As gas prices hover at $3 a gallon, big oil companies say they aren’t gouging or profiteering off the oil crisis, but you can’t tell it from their third quarter earnings reports.
This week, all the major oil companies announced record profits. BP PLC (nee British Petroleum) reported earnings up 34 percent, from $4.9 billion to just over $6.5 billion. ConocoPhillips reported $3.8 billion, up 89 percent. Chevron’s profits rose to $3.2 billion. Royal Dutch Shell PLC profits took a 68 percent jump, from $5.4 billion to $9 billion. Exxon Mobil’s net was up 75 percent to $9.92 billion, the largest quarterly profit in history for a U.S. company, persuading the company to run defensive newspaper ads proclaiming their booty was “driven by the price of commodities we sell.”
Republican House Speaker Dennis Hastert said record energy profits are “fine” and urged oil companies to voluntarily spend more on expanding our national refining capacity. The head of the energy industry’s lobbying group quoted percentages instead of total dollars and said the increases were “half the size of the returns of the financials and pharmaceuticals.” President Bush said nothing. Meanwhile, working families are struggling with rising gas prices and staring at devastating double-digit price hikes in heating oil and natural gas as winter approaches.
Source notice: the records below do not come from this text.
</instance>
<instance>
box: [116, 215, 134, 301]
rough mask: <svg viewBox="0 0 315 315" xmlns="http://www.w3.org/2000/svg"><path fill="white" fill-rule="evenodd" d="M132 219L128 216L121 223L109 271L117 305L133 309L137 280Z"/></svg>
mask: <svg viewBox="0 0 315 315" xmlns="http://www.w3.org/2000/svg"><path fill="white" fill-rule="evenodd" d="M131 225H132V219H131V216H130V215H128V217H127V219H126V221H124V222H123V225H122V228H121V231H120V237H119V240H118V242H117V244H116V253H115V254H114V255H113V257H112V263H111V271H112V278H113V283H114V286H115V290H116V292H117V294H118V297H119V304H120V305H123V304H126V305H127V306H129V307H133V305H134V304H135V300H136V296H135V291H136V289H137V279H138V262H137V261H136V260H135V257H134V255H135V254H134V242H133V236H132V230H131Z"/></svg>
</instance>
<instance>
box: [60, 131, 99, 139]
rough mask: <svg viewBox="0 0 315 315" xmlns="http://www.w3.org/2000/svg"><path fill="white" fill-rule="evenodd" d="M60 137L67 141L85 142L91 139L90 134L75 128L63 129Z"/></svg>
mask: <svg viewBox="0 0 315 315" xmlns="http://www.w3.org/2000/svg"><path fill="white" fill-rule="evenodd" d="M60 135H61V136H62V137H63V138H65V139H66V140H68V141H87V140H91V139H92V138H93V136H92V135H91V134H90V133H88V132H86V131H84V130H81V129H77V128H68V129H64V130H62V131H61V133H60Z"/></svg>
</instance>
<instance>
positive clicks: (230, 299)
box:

The time for doubletalk is over. Congress should get its priorities straight and act immediately to investigate price gouging by oil companies, establish price caps on gasoline, heating oil and natural gas and enact a windfall profits tax to fund rebuilding in the Gulf. Congress should also move beyond the president’s recently passed but empty energy bill and lead a national initiative to achieve true energy independence for our country.